For the latest information about usage and installation of LVMS (Logical Volume Manager Storage) in OpenShift, please use the official product documentation linked above.

## Overview

Use the LVM Operator with `LVMCluster` custom resources to deploy and manage LVM storage on OpenShift clusters.

The LVM Operator leverages the [TopoLVM CSI Driver](https://github.com/topolvm/topolvm) on the backend to dynamically create LVM physical volumes, volume groups and logical volumes, and binds them to `PersistentVolumeClaim` resources.
This allows applications running on the cluster to consume storage from LVM logical volumes backed by the TopoLVM CSI Driver.

The LVM Operator, in conjunction with the TopoLVM CSI Driver, Volume Group Manager, and other related components, collectively comprise the Logical Volume Manager Storage (LVMS) solution.

Here is a brief overview of how the Operator works. See [here](docs/design/architecture.md) for the architecture diagram.

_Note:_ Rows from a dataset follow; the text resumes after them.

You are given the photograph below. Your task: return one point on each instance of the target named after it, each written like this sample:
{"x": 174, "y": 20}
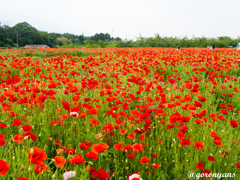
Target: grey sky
{"x": 127, "y": 18}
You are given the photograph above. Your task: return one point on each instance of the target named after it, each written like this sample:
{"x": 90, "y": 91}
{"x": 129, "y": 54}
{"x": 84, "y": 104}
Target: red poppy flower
{"x": 92, "y": 155}
{"x": 100, "y": 174}
{"x": 137, "y": 147}
{"x": 210, "y": 158}
{"x": 233, "y": 123}
{"x": 131, "y": 155}
{"x": 60, "y": 161}
{"x": 200, "y": 165}
{"x": 155, "y": 165}
{"x": 36, "y": 156}
{"x": 100, "y": 147}
{"x": 206, "y": 173}
{"x": 144, "y": 160}
{"x": 26, "y": 128}
{"x": 238, "y": 165}
{"x": 198, "y": 144}
{"x": 22, "y": 178}
{"x": 39, "y": 169}
{"x": 185, "y": 142}
{"x": 118, "y": 146}
{"x": 77, "y": 159}
{"x": 4, "y": 166}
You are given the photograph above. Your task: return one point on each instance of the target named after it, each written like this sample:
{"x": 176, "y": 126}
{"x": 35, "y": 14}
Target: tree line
{"x": 24, "y": 34}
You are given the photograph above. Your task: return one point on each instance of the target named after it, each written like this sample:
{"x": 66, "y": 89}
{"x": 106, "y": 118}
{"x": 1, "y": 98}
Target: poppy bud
{"x": 31, "y": 151}
{"x": 26, "y": 137}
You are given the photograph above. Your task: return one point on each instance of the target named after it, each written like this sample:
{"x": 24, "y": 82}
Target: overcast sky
{"x": 127, "y": 18}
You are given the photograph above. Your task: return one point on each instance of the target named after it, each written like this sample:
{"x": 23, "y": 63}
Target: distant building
{"x": 36, "y": 46}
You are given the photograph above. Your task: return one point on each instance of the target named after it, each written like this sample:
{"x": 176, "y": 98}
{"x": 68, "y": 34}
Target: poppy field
{"x": 119, "y": 114}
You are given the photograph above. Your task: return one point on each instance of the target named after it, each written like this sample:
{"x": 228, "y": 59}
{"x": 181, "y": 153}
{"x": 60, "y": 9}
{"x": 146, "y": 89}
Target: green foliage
{"x": 24, "y": 34}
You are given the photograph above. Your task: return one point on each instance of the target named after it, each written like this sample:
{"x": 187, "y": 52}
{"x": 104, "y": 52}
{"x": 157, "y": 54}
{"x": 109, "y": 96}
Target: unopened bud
{"x": 31, "y": 151}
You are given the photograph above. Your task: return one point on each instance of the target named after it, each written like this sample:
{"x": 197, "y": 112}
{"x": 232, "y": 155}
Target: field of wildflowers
{"x": 132, "y": 113}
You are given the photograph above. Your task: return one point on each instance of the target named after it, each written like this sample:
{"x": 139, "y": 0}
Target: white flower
{"x": 69, "y": 174}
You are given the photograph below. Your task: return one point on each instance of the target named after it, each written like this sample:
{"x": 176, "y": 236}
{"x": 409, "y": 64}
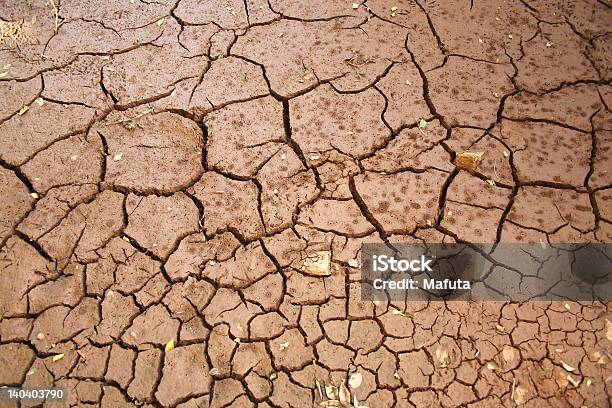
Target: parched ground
{"x": 168, "y": 167}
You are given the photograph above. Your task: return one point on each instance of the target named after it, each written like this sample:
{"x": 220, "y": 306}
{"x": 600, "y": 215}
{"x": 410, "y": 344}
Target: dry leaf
{"x": 574, "y": 382}
{"x": 520, "y": 395}
{"x": 567, "y": 367}
{"x": 508, "y": 353}
{"x": 318, "y": 384}
{"x": 317, "y": 264}
{"x": 468, "y": 161}
{"x": 355, "y": 380}
{"x": 331, "y": 392}
{"x": 343, "y": 393}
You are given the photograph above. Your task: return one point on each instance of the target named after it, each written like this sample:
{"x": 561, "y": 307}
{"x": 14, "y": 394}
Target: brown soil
{"x": 166, "y": 169}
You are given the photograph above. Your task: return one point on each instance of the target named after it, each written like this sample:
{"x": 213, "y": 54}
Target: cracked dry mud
{"x": 180, "y": 160}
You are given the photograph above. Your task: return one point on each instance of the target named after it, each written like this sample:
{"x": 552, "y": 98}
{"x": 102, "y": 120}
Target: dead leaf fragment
{"x": 331, "y": 392}
{"x": 58, "y": 357}
{"x": 575, "y": 382}
{"x": 355, "y": 380}
{"x": 442, "y": 356}
{"x": 317, "y": 264}
{"x": 468, "y": 161}
{"x": 520, "y": 395}
{"x": 343, "y": 393}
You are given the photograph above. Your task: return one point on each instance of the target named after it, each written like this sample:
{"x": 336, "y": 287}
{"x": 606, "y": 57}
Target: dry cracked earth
{"x": 167, "y": 168}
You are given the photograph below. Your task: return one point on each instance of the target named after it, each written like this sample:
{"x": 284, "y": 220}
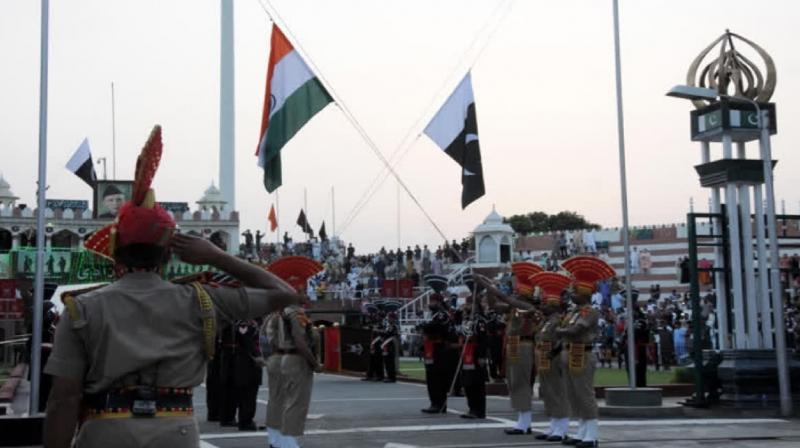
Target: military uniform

- [Deploying the LVM Operator](#deploying-the-lvm-operator)
* [Using the pre-built images](#using-the-pre-built-images)
* [Building the Operator yourself](#building-the-operator-yourself)
* [Deploying the Operator](#deploying-the-operator)
* [Inspecting the storage objects on the node](#inspecting-the-storage-objects-on-the-node)
* [Testing the Operator](#testing-the-operator)
- [Cleanup](#cleanup)
- [Metrics](#metrics)
- [Known Limitations](#known-limitations)
* [Dynamic Device Discovery](#dynamic-device-discovery)
* [Unsupported Device Types](#unsupported-device-types)
* [Single LVMCluster support](#single-lvmcluster-support)
* [Upgrades from v 4.10 and v4.11](#upgrades-from-v-410-and-v411)
* [Missing native LVM RAID Configuration support](#missing-native-lvm-raid-configuration-support)
* [Missing LV-level encryption support](#missing-lv-level-encryption-support)
* [Snapshotting and Cloning in Multi-Node Topologies](#snapshotting-and-cloning-in-multi-node-topologies)
* [Validation of `LVMCluster` CRs outside the `openshift-storage` namespace](#validation-of-lvmcluster-crs-outside-the-openshift-storage-namespace)
- [Troubleshooting](#troubleshooting)
- [Contributing](#contributing)

## Deploying the LVM Operator

Due to the absence of a CI pipeline that builds this repository, you will need to either build it yourself or use a pre-built image that has been made available. Please note that the pre-built image may not be in sync with the current state of the repository.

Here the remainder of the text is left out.